SWEG plant drastische Umstrukturierung – 500 Jobs in Gefahr bis Jahresende
Franziska MentzelSWEG plant drastische Umstrukturierung – 500 Jobs in Gefahr bis Jahresende
Rund 500 Beschäftigte der Südwestdeutschen Landesverkehrs-GmbH (SWEG) könnten ihren Arbeitsplatz verlieren, da das Unternehmen eine umfassende Umstrukturierung plant. Betroffen sind vor allem die Busbetriebe in Weil am Rhein, Wiesloch und Offenburg, wo Mitarbeiter bis Ende des Jahres von Entlassungen bedroht sind.
Die SWEG beabsichtigt, Mitarbeiter mehrerer Busbetriebe zu entlassen und die Geschäfte auf neu gegründete Tochtergesellschaften zu übertragen. Betroffene Beschäftigte müssten sich möglicherweise auf Stellen in den neuen Unternehmen neu bewerben. Bestehende Linien könnten reduziert oder sogar komplett eingestellt werden.
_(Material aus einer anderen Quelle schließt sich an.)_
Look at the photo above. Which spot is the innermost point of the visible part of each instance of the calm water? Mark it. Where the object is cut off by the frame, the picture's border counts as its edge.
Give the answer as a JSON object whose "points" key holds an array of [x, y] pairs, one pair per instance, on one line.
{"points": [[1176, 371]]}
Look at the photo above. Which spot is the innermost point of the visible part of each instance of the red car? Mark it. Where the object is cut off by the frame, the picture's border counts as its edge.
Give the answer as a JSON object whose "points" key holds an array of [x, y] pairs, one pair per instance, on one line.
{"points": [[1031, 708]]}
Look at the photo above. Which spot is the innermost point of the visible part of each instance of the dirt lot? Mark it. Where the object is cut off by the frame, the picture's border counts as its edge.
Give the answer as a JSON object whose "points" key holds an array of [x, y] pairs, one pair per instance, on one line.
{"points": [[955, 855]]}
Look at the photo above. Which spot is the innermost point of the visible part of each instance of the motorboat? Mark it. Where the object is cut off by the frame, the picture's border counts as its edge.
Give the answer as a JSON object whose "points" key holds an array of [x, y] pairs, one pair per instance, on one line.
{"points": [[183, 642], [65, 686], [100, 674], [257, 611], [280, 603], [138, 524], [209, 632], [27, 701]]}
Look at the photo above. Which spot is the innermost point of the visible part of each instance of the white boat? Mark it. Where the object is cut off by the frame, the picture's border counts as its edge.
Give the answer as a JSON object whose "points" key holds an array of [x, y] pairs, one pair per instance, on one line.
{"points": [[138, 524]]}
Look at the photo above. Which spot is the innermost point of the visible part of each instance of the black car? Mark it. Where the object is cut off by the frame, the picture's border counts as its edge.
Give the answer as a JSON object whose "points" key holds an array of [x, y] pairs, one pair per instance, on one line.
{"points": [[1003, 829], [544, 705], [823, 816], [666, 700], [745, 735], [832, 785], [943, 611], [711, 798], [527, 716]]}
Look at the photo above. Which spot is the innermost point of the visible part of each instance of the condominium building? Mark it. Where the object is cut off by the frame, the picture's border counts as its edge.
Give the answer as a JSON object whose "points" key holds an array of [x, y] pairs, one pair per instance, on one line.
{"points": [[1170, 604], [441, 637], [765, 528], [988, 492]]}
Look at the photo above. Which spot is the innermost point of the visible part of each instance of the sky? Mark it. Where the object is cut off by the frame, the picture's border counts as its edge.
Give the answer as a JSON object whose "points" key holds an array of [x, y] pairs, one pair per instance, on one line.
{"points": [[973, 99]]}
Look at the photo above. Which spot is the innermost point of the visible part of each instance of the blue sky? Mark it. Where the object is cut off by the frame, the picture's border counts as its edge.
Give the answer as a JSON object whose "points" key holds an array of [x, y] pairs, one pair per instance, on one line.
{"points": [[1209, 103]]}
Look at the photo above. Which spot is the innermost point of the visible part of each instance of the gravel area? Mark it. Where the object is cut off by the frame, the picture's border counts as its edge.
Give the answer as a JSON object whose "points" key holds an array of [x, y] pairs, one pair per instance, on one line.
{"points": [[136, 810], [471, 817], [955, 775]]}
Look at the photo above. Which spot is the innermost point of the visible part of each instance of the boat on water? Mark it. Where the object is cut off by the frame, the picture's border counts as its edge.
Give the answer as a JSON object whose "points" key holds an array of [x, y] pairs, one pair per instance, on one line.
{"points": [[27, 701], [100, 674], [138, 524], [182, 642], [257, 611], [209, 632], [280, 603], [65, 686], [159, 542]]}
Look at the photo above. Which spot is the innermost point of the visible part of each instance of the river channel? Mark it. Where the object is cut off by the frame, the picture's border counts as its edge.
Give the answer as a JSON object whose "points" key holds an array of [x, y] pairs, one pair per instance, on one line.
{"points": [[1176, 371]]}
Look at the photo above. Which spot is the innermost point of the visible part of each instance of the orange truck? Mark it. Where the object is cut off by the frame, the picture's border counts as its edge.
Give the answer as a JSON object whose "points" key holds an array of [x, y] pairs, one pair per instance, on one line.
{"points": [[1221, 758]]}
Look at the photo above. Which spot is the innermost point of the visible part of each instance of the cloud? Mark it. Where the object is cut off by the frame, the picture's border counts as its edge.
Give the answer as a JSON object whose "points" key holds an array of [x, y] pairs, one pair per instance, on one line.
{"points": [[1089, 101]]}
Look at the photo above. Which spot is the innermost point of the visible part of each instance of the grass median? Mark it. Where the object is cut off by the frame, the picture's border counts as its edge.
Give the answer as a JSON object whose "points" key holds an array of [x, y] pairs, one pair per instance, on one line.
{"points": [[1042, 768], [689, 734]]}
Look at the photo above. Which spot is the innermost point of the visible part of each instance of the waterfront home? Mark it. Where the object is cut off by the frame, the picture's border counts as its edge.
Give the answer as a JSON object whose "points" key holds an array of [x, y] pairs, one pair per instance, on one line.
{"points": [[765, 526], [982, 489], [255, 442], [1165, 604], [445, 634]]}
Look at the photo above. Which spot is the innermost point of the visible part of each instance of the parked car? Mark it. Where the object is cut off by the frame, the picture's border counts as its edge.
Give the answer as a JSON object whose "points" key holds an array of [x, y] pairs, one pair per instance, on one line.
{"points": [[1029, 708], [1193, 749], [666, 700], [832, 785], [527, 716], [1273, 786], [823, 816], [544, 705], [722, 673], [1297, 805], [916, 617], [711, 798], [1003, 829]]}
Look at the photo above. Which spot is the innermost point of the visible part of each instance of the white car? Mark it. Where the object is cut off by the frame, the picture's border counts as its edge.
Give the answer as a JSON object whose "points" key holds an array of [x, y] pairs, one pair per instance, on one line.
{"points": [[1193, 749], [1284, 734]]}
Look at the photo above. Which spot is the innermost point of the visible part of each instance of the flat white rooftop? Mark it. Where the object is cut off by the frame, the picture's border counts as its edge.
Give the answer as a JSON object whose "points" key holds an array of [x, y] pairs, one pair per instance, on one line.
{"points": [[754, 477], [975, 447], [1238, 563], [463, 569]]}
Die Gewerkschaft Ver.di hat Bedenken hinsichtlich der Auswirkungen auf die Belegschaft geäußert. Sie warnt davor, dass aktive Gewerkschaftsmitglieder und Betriebsratsvertreter bei künftigen Einstellungen benachteiligt werden könnten. Die Gewerkschaft fordert einen Sozialplan im Rahmen der Tarifverhandlungen sowie eine Übergangsregelung für Löhne, um die Beschäftigten während des Umbruchs abzusichern.
Da bisher keine Tarifverträge bestehen, gelten für die Forderungen von Ver.di derzeit keine Friedenspflichten. Zudem droht Busfahrern der Verlust tarifvertraglicher Rechte, darunter der Zugang zu betrieblichen Altersvorsorgeprogrammen.
Die Umstrukturierung könnte zu erheblichen Arbeitsplatzverlusten und großer Unsicherheit für die SWEG-Mitarbeiter führen. Ver.di setzt sich weiterhin für Maßnahmen ein, die eine faire Behandlung und finanzielle Stabilität für die betroffenen Beschäftigten gewährleisten sollen. Die Änderungen sollen in Weil am Rhein noch vor Jahresende in Kraft treten.